The current had moved through him after the impact. Not before. Not during. After, when he was already down and the damage was already done, which argued against nullification functioning as a shield or a deflection in the straightforward sense. He hadn't nullified the tentacle. He had ended up on the asphalt regardless.

But something had happened in the aftermath.

He thought about the word Sora had used. Nullification did not simply cancel abilities or negate attacks. She had written it as a correction, as though anticipating the obvious interpretation and redirecting away from it. She hadn't specified what it did instead. Whether that omission was deliberate or simply a consequence of incomplete research, he couldn't determine.

He needed more information and he needed it from a source that wasn't a sealed case in a salvage warehouse.

Which meant he needed to find Dr. Yuen Sora.

The Association listed her as inactive.

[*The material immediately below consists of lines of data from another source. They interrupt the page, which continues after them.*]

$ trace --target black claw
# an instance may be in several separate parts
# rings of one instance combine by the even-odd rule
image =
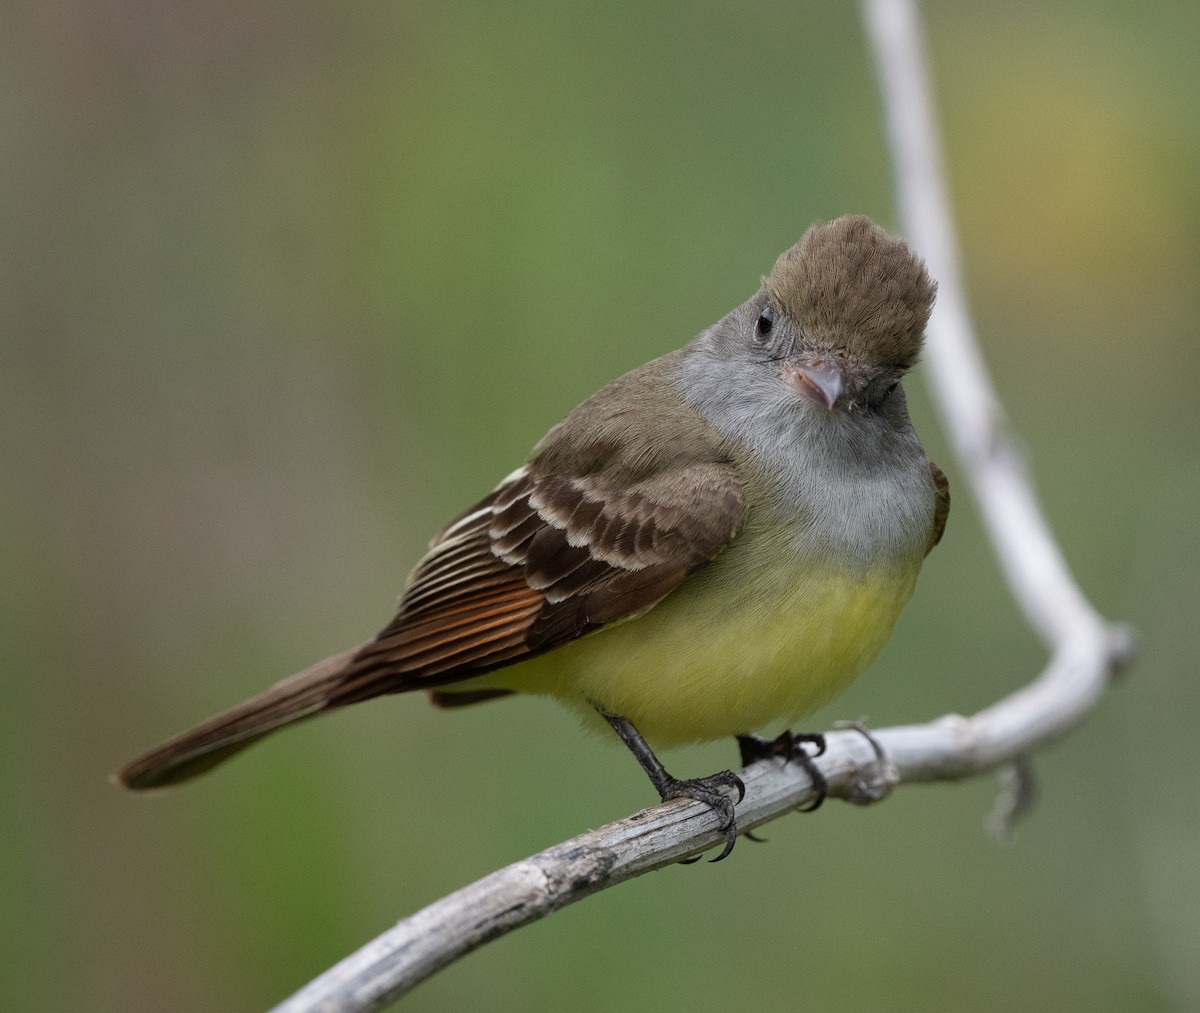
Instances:
[[[717,855],[716,858],[709,859],[709,864],[713,862],[721,862],[729,857],[729,853],[733,851],[733,846],[737,844],[737,827],[730,827],[725,833],[725,848]]]
[[[713,859],[714,862],[719,862],[729,855],[734,844],[737,843],[738,836],[737,819],[734,816],[734,806],[737,805],[737,802],[722,792],[720,790],[722,788],[736,788],[737,802],[746,797],[746,785],[737,774],[729,770],[722,770],[719,774],[712,774],[709,777],[692,778],[688,781],[679,781],[672,777],[659,787],[659,794],[664,802],[672,798],[688,798],[696,802],[703,802],[721,818],[721,829],[725,831],[725,848]],[[690,865],[695,860],[688,859],[681,864]]]
[[[825,736],[821,732],[793,732],[790,728],[779,733],[773,739],[763,739],[757,735],[739,735],[738,749],[742,754],[742,765],[748,766],[757,760],[778,758],[796,760],[798,754],[820,756],[825,752]],[[815,748],[810,753],[804,746]]]
[[[803,754],[804,759],[800,760],[800,766],[804,768],[804,772],[812,781],[814,798],[808,805],[796,807],[797,812],[810,813],[815,809],[821,808],[821,803],[825,801],[825,797],[829,794],[829,782],[825,780],[825,775],[821,773],[820,768],[812,761],[812,757]]]
[[[825,753],[825,736],[821,732],[797,732],[792,735],[793,742],[807,742],[816,746],[809,755],[822,756]]]
[[[813,762],[815,757],[825,752],[825,736],[820,732],[793,732],[790,728],[781,732],[774,739],[762,739],[757,735],[739,735],[738,748],[741,750],[742,763],[750,764],[756,760],[778,757],[784,763],[798,763],[813,783],[816,798],[806,806],[799,808],[800,812],[810,813],[825,801],[828,793],[828,782],[820,768]],[[805,746],[813,746],[810,753]]]
[[[743,830],[742,836],[748,841],[753,841],[755,844],[766,844],[767,838],[759,837],[753,830]]]
[[[821,773],[821,768],[818,767],[814,762],[814,757],[820,756],[823,752],[825,752],[825,736],[821,735],[819,732],[816,732],[812,734],[797,735],[795,740],[796,749],[795,752],[792,753],[792,759],[804,768],[804,773],[806,773],[809,777],[809,780],[812,781],[813,792],[815,793],[813,800],[809,802],[808,805],[799,806],[798,811],[802,813],[810,813],[814,809],[819,809],[821,807],[821,803],[825,801],[825,796],[829,794],[829,782],[825,780],[825,775]],[[805,743],[811,743],[815,745],[817,747],[816,751],[810,753],[804,748]]]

Not deceased, which was the designation they had applied to all five of her nullification subjects. Inactive was a different category, administrative rather than permanent, and it left open possibilities that deceased did not.

Lucas began a systematic search through his system storage at five in the morning, working from everything he had absorbed during his months of Association administrative work. Personnel records were restricted, but the Association's public-facing research registry maintained a publication history for all registered researchers that wasn't scrubbed when someone went inactive, only frozen at their last submission date.

Sora's last registered publication was three years and four months ago.

The listed affiliation on that final paper was not the Association's talent division. It was an independent research collective based in the outer districts of a city called Varen, approximately two hundred kilometers northeast of Eldridge.

Lucas cross-referenced Varen against his memory of the Association's regional maps.

Varen was outside the Association's primary jurisdiction. A secondary city that had rebuilt itself after the Awakening largely without Association involvement, which made it a place the Association monitored from a distance rather than administered directly. It had its own Tower, its own independent Gifted teams, and a reputation in Association internal reports, which Lucas had read extensively, as a source of persistent regulatory non-compliance.

In other words, it was exactly where someone who had been pushed out of the Association would go if they wanted to keep working.

He updated his notes and sat back against the wall.

Getting to Varen with no money, broken ribs, and a trait the Association apparently had institutional reasons to suppress was not a straightforward logistical problem. The transit lines between cities required registration that flagged in Association systems. Independent transport operators in the outer districts existed but required currency or significant trade value.

He had supply credits and thirty-one photographs of classified research.

Lucas looked at the tablet for a moment.

Then he thought about Brent, who ran salvage operations between cities, who paid in supply credits because the outer district exchange made currency complicated, and who had offered Lucas a place to sleep without asking what he was running from.

He waited for six o'clock and then went to find him.